The strategy produces some big-time dividends without any added leverage. The caveat is that dividends from the fund have been kind of lumpy. Additionally, a rising price environment will cap the upside of GLDI. However, the option premiums should be higher, so more income and less capital appreciation.
But, for investors looking for some serious income from their gold investments, GLDI is really the only game in town. Perhaps even more so, when you consider that writing one covered call on GLD yourself will require owning nearly $13,000 worth of shares at today’s prices.
How to Buy Gold: Go Bananas
Suppose you really think that the system may collapse and gold prices will go through the roof. Some analysts have predicted that this could very well come true in a few short years. Estimates of $10,000 gold are once again making their way into the headlines.
With the potential for such huge increases, maybe it’s time to add a bit of juice to your holdings in this area. We’re talking leverage and over a short period of time, it can dramatically increase your returns.

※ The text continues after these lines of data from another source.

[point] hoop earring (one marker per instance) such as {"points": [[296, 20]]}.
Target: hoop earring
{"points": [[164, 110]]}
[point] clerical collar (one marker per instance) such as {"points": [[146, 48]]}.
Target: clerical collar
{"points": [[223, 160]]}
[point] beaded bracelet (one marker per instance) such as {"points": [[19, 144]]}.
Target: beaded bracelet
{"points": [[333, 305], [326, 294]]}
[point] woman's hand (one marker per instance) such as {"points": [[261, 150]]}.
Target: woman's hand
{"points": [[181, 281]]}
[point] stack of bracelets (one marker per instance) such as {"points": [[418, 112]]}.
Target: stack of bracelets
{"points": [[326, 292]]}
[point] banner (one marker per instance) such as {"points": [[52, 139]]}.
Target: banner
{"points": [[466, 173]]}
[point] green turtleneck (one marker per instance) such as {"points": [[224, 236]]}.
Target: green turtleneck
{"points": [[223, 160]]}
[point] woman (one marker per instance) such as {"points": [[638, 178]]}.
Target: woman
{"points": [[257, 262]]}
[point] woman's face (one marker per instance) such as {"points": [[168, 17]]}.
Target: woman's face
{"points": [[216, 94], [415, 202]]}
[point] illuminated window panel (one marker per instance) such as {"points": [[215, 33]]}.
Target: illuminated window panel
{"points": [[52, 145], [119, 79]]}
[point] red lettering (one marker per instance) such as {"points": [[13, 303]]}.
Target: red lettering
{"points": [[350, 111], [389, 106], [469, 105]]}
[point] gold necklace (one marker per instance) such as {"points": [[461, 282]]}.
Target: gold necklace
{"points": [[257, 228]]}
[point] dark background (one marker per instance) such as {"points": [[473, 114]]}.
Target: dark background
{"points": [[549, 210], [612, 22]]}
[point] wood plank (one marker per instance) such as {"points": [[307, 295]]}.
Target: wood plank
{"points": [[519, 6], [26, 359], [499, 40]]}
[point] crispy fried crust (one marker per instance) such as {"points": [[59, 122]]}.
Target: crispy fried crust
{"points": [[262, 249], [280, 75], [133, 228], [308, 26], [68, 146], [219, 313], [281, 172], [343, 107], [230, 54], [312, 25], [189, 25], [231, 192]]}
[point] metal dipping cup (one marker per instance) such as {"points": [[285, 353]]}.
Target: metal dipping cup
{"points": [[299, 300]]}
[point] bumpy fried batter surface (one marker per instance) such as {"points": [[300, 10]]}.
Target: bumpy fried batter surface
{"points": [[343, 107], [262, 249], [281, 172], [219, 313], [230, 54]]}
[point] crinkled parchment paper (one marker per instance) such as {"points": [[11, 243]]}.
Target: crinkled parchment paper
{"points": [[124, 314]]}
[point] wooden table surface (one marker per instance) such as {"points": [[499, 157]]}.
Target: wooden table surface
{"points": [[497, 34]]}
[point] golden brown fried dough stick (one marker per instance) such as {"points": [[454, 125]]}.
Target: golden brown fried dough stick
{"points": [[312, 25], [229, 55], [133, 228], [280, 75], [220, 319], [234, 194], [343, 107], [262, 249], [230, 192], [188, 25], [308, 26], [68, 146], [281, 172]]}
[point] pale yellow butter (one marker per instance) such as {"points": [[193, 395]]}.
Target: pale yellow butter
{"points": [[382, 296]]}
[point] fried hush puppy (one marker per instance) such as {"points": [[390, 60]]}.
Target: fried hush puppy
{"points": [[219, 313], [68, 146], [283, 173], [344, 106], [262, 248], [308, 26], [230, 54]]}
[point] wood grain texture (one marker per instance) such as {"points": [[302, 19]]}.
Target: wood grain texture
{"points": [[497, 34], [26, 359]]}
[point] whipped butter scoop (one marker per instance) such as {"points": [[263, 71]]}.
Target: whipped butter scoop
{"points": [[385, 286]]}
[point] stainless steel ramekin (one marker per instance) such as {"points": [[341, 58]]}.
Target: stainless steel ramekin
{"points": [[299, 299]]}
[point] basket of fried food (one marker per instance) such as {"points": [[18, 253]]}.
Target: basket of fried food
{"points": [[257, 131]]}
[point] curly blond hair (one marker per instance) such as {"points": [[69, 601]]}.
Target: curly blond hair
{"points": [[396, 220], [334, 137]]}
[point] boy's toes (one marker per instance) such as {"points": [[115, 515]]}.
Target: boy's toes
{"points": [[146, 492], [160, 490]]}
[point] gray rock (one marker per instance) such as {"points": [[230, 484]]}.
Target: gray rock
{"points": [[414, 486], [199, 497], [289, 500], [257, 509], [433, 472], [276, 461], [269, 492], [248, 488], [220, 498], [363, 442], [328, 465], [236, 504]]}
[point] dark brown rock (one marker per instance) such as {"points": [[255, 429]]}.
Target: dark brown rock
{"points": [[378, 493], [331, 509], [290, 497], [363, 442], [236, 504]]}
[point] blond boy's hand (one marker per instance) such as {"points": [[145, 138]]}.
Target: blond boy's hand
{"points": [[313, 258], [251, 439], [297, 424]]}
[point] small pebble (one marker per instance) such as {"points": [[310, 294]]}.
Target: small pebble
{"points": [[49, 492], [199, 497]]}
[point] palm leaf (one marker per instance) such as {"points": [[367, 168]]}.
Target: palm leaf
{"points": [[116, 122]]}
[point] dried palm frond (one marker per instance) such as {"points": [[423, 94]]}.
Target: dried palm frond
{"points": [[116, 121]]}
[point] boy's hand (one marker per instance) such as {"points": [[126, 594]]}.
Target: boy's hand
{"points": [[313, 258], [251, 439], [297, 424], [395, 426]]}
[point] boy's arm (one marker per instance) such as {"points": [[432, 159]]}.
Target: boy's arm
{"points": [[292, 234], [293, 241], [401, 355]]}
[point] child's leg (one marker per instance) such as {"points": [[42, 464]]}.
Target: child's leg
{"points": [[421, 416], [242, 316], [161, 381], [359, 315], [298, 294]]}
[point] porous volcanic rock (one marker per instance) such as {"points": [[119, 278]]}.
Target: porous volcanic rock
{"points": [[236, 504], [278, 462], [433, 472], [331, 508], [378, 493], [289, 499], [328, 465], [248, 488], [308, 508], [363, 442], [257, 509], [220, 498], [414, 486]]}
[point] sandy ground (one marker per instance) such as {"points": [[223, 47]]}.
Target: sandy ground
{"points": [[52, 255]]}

Both the ProShares Ultra Gold (ETF) (NYSEARCA:UGL) and Direxion Daily Gold Miners Index Bull (NYSEARCA:NUGT) allow investors to add that extra juice to their gold and miners investments, respectively. UGL offers twice the daily exposure to prices of the golden stuff, while NUGT provides three times the daily exposure to the previously mentioned GDX.
Keep in mind, that funds’ leveraged effect does work both ways, and losses will be magnified as well. Really, the two leveraged ETFs should be used sparingly and only for short periods of time — ideally, for less than a week. But if you’re really confident that the golden bars will keep on rising, then buying both could be worth a gamble. Just don’t bet the mortgage money.
As of this writing, Aaron Levitt was long IAU.